Wanted to make a separate more detailed post of my previous post item about how the order of things may greatly influence the time performance of code.
There is an app which reads a large text file to find out how many unique words it has. The app also reports on the top 100 unique words in the file, and the count of them.
One file had 2 735 307 words, of which unique were 99 130.
Since the programmer was clever, s/he used a binary search tree to do the job of keeping book of the unique words. Then it transferred the job to a table to sort the words in order of frequency to print out the top-100 list.

When measuring the time performance of the app to handle this one file, the app reported that it could do the job in 2.550396 seconds*).
When looking at the code inserting the word to the tree (above) closely, one can see that a node is allocated and then free’d even when the word is already in the tree, without anything useful done with the newnode. The node is needed only when the word is not already in the tree.

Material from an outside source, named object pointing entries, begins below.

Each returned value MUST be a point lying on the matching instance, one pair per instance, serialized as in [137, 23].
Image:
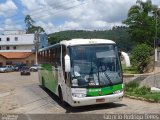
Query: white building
[17, 47]
[16, 41]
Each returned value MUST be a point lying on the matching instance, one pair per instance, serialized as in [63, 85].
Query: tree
[140, 57]
[30, 28]
[141, 21]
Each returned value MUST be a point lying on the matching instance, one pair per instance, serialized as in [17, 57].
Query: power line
[40, 15]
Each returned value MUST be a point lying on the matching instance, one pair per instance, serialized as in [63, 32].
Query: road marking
[4, 94]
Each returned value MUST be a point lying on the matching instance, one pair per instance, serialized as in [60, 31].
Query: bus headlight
[79, 95]
[118, 91]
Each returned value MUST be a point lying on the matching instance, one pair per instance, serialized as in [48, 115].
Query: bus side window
[57, 55]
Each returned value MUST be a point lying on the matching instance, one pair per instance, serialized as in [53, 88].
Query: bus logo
[100, 93]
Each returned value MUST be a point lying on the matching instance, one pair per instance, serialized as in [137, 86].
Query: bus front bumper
[96, 100]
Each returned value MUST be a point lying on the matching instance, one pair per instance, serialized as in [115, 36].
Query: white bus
[82, 71]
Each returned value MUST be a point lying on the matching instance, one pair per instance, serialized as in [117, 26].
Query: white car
[34, 68]
[6, 68]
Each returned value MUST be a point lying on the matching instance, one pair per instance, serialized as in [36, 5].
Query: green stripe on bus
[103, 91]
[48, 76]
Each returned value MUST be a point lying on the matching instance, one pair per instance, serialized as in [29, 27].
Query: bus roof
[86, 41]
[80, 41]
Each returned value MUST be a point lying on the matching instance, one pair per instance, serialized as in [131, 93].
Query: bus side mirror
[67, 63]
[119, 53]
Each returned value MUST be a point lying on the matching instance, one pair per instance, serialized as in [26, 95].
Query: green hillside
[117, 34]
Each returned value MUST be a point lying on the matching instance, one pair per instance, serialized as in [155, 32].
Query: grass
[133, 89]
[129, 70]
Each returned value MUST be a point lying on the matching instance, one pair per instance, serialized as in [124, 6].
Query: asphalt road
[23, 95]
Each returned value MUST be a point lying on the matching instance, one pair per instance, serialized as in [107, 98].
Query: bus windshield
[95, 65]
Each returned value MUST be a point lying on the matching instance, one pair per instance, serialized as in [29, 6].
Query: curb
[142, 99]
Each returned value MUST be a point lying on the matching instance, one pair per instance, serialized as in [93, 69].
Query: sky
[60, 15]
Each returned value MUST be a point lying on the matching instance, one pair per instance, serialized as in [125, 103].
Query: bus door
[65, 75]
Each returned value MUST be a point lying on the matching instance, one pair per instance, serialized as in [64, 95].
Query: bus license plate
[100, 100]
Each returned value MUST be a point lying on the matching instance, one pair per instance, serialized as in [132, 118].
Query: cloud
[10, 25]
[8, 8]
[78, 14]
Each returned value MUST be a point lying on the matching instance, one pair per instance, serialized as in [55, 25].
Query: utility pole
[36, 42]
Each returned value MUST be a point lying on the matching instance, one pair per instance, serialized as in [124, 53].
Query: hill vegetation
[118, 34]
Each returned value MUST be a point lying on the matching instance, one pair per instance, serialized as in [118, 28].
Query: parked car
[18, 67]
[34, 68]
[25, 70]
[7, 68]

So, why not move the allocation of the node after the loop, when the node is actually needed:

This small, some may say a pedantic change, took off 30% of the execution time of the whole app, when handling that same file mentioned above. After this change, the execution time of the app dropped down to 1.867050 seconds. Repeated runs produced similar timings for both solutions.
Allocating from the heap, done repeatedly, is slow.
*) Measurements done on Apple Mac Mini M1 2020, 16Gb RAM, 8 cores, 1 Tb SSD.